Controversial strategy and reform bills set path for future

CONTROVERSIAL bills on the long-term national strategy and national reform – which came into effect when they were published in the Royal Gazette yesterday – resulted in one prime body of the so-called “five rivers of power”, the National Reform Steering Assembly (NRSA), leaving office following the promulgation of the laws.

That means a new national strategy committee, headed by Prime Minister Prayut Chan-o-cha, will soon be set up to oversee the country’s 20-year strategy.
The 35-member committee will also consist of top parliamentary officials, currently appointed by the junta, ministers, and commerce and industry chairmen.

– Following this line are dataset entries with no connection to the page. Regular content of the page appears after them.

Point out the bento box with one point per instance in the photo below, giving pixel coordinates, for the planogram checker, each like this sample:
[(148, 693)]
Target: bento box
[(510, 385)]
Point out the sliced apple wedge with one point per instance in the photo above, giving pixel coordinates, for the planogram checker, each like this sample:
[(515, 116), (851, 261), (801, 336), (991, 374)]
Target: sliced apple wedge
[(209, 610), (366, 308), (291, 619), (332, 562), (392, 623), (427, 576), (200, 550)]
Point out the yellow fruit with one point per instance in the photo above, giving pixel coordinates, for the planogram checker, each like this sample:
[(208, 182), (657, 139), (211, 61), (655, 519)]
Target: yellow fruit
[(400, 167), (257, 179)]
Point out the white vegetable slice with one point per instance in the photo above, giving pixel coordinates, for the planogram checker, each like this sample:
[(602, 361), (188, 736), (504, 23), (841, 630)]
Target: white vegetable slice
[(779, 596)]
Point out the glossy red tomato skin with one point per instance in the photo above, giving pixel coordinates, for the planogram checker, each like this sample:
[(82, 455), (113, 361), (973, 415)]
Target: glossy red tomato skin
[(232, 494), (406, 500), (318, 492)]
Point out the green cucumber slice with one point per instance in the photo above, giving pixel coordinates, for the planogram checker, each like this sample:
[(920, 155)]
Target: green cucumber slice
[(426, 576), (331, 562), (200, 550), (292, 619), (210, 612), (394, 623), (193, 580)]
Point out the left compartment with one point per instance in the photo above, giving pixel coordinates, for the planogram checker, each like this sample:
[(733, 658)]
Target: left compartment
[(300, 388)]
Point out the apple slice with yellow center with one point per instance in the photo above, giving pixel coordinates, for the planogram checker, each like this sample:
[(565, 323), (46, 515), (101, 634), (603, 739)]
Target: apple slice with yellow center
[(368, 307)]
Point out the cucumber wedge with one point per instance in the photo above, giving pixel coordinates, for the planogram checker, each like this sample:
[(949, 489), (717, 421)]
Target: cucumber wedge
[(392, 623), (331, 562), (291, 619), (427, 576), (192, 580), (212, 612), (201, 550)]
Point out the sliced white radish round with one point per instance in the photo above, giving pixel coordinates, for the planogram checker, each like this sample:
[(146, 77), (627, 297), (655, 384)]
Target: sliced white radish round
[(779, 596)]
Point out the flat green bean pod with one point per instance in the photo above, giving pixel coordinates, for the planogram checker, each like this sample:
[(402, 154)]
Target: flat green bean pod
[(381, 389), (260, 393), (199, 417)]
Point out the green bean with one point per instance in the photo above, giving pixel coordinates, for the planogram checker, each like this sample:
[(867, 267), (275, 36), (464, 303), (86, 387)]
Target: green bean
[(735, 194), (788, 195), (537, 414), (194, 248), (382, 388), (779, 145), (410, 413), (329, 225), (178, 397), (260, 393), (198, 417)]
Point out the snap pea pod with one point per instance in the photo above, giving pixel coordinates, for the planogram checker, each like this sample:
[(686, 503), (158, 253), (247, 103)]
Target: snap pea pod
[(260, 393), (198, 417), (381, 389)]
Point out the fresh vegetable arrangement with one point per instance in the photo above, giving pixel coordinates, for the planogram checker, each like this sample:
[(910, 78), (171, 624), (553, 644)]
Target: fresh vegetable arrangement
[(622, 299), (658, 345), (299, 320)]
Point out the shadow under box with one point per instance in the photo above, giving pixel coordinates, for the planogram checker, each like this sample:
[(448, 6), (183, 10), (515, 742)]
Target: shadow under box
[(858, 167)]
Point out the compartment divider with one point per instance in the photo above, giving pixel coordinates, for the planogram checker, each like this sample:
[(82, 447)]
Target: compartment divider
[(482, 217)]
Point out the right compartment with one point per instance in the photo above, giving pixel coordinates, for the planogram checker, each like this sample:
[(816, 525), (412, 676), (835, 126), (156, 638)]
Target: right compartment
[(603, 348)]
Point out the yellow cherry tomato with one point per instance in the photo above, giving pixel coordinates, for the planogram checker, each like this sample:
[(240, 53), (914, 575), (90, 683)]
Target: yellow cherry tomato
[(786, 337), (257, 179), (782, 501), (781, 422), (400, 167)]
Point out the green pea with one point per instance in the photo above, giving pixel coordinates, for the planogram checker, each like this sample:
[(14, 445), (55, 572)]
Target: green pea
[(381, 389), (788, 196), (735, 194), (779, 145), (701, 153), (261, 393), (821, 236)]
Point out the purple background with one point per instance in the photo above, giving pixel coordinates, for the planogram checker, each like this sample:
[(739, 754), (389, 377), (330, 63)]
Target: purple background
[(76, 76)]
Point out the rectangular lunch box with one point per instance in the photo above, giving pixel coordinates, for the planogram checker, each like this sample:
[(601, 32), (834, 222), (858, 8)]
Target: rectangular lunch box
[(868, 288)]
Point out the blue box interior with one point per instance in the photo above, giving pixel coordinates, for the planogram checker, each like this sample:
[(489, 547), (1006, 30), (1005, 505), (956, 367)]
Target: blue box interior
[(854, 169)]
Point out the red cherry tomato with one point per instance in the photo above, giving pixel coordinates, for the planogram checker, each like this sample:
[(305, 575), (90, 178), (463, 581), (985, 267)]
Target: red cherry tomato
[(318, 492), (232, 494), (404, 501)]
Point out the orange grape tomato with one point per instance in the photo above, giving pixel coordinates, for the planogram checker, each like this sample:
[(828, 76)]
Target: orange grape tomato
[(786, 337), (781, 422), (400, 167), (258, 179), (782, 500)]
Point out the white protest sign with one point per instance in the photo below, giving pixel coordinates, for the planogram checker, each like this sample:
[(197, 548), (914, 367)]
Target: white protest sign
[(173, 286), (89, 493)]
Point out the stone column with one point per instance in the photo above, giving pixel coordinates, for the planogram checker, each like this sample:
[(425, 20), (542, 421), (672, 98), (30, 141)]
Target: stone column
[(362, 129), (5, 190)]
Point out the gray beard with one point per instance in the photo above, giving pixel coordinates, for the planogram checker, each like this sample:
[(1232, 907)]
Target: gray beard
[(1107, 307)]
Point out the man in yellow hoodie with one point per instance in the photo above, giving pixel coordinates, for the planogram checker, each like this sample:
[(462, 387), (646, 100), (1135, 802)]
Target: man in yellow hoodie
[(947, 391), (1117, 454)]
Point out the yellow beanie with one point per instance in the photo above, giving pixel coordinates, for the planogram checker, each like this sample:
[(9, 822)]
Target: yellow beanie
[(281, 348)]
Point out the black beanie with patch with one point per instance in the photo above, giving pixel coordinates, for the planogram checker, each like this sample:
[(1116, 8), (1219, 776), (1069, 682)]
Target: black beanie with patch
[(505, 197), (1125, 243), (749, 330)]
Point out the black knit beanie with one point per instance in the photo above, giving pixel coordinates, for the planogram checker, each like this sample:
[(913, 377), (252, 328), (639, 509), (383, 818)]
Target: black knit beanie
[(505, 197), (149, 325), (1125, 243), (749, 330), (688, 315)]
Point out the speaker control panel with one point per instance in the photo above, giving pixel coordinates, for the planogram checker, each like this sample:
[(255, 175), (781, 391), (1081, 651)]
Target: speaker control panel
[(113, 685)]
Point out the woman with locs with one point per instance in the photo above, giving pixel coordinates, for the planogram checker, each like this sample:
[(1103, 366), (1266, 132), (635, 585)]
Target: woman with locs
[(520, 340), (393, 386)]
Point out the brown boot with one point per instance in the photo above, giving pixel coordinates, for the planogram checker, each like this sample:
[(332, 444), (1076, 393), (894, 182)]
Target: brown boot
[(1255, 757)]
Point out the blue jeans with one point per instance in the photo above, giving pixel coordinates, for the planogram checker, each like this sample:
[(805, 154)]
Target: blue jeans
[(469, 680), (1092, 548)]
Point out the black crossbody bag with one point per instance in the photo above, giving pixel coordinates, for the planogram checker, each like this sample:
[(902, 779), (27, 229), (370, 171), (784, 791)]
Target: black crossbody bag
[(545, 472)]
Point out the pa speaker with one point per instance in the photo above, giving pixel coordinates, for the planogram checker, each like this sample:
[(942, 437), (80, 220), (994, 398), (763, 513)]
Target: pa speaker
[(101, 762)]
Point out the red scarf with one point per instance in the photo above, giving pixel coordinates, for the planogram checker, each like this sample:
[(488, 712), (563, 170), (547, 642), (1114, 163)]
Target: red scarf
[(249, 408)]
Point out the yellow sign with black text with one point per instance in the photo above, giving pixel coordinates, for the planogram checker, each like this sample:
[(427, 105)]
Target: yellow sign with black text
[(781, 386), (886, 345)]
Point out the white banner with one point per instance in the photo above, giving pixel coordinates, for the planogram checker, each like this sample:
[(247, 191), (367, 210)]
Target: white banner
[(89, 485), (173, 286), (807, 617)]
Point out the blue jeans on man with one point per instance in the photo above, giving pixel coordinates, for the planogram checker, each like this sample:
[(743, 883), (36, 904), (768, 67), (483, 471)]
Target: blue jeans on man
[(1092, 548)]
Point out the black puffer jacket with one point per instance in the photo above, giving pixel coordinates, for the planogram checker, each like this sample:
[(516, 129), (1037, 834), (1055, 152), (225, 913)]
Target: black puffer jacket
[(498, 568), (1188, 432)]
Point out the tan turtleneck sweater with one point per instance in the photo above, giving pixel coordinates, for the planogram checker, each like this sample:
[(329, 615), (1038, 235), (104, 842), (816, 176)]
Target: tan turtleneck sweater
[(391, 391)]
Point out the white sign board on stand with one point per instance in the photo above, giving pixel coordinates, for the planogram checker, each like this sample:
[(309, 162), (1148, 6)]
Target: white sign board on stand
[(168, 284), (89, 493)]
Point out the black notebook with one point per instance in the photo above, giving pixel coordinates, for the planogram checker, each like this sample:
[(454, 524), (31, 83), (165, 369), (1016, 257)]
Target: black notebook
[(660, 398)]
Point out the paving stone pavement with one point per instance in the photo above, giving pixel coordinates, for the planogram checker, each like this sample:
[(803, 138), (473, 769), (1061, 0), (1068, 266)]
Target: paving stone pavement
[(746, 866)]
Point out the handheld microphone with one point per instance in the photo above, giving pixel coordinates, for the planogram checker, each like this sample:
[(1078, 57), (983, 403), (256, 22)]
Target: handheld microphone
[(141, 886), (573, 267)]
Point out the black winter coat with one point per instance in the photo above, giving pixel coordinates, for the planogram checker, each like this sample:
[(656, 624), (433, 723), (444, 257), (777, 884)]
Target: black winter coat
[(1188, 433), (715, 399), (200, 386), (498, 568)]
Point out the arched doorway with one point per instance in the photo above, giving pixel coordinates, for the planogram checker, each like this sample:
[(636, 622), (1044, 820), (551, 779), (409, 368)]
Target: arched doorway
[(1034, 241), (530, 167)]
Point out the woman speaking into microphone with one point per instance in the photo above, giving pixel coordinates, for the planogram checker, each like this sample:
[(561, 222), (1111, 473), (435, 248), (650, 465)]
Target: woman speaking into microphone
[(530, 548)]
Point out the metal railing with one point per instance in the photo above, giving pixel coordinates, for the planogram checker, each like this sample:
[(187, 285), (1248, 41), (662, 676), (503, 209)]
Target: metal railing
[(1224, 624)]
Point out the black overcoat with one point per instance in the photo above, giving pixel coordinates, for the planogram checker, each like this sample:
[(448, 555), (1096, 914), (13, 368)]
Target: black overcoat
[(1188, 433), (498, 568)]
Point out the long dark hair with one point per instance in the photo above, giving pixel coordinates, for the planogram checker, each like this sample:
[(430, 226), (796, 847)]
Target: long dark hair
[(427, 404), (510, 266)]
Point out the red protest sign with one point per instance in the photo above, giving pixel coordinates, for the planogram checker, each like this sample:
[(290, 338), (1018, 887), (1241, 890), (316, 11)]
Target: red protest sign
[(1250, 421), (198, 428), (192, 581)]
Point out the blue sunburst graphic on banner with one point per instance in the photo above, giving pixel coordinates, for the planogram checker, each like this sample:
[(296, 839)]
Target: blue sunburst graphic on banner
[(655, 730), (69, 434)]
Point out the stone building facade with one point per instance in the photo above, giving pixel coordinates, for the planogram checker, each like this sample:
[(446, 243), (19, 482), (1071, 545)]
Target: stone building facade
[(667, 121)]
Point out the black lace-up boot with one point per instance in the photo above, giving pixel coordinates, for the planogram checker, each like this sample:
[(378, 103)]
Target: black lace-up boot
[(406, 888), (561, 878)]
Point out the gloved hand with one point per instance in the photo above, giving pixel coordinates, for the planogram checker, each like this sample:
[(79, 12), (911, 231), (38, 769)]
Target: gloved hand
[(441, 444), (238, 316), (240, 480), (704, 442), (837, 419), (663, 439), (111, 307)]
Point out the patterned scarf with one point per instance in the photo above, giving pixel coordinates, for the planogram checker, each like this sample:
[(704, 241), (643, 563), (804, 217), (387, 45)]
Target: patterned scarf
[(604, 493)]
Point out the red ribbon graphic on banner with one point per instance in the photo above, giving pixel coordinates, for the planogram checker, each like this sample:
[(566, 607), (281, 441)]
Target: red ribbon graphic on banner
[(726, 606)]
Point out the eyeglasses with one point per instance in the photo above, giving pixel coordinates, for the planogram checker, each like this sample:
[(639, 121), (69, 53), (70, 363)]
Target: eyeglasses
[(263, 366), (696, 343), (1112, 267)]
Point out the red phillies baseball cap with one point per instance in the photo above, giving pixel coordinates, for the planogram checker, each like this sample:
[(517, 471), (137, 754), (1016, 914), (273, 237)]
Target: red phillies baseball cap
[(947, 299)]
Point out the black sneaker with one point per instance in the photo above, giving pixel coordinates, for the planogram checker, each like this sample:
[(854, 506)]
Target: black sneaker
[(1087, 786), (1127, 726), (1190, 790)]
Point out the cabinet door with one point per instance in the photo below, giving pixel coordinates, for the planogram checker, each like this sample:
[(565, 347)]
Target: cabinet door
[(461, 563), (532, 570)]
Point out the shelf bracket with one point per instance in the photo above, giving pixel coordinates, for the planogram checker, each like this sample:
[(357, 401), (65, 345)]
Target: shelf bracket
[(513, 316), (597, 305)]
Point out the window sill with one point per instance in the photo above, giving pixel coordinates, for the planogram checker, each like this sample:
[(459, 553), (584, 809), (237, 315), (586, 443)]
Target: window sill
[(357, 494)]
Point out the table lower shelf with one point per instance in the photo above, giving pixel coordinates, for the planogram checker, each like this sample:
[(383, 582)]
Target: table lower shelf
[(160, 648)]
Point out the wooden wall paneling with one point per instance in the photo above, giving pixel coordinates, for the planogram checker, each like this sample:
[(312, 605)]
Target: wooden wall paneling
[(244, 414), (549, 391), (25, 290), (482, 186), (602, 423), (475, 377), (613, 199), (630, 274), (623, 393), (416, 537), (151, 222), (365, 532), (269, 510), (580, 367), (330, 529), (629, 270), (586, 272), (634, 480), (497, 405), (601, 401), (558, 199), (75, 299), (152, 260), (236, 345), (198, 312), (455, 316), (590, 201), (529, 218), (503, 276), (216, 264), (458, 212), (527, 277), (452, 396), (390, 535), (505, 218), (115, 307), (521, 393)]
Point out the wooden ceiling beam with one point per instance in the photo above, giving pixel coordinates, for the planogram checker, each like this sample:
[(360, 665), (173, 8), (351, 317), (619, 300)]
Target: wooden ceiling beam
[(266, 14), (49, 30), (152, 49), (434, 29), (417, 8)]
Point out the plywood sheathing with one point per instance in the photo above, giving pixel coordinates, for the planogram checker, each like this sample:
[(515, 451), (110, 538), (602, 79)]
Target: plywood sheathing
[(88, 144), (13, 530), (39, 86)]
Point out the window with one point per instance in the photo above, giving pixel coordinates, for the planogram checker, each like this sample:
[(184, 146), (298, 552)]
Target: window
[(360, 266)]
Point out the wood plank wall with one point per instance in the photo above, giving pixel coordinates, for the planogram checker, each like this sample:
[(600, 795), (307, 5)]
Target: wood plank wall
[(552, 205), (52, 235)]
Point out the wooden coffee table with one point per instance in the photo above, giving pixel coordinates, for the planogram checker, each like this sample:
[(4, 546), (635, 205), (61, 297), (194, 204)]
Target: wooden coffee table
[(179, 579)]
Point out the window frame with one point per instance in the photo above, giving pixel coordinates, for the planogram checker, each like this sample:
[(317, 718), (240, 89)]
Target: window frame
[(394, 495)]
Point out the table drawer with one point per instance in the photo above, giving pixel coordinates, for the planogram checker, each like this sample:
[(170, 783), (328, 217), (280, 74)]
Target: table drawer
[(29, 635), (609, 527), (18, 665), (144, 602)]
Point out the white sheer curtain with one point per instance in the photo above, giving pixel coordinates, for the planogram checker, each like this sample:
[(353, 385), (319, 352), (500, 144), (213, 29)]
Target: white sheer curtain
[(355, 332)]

The committee is obligated to set up panels to work on various strategies for 30 days. Afterwards, they will have four months to complete the strategies before going to the legal deliberation process for final enactment.
Passed in June, the two laws have drawn mixed public reactions. While some commentators have said a legally binding instrument is essential to guide Thailand, others are concerned that it will not only burden future governments but also ensure that the military-installed regime would maintain power in the future.
The enforcement of the National Reform Bill also constitutionally dissolved the NRSA, appointed by the junta in October 2015 with the task to make so-called reform proposals to government bodies.
The NRSA held its final meeting last Tuesday before officially forwarding reform tasks to Prayut yesterday. NRSA President Captain Tinnaphan Nakata said that 188 reform issues on 37 agendas had been forwarded to Prayut. In the past 10 months, 27 of the 188 issues have been “realised”, Tinnaphan said.
From 27 “urgent agendas” on the NRSA’s past work, 12 would be made into bills or bill drafts, six would come in the form of absolute junta orders, five would be included in a new national economic and social development plan, two would be announcements in the Royal Gazette, and one each would become a decree and 15-year strategy for the Education Ministry, Tinnaphan said.
The reforms span 11 facets, covering organic law drafts on politicians and the Election Commission, new measures on computer crimes, road and community management, the establishment of a corruption court, agriculture management and the digital economy.
Prayut is supposed to move reforms forward as head of the super-committee on national strategy, reform and reconciliation.
Prayut said the reforms would be driven to improve equality issues and strengthen legal enforcement. 
“Almost none of the previous governments managed to maintain a four-year term,” Prayut said during his nearly two-hour speech. “So the problem-solving has been on and off, not sustainable.”
He also reiterated that the long-term strategy was meant to set up guidelines for national development, not designed to control future governments.
Only a few days after the NRSA’s last meeting last week, the watchdog iLaw slammed the NRSA for not creating tangible outcomes despite being allocated more than Bt1 billion over the past 22 months.
The majority of the NRSA’s proposals are hazy concepts, iLaw said, coming up with no academic or research endorsements. 
They said some proposals could even take the country’s development backwards, including their proposal on media regulation that would allow authorities to interfere in media affairs.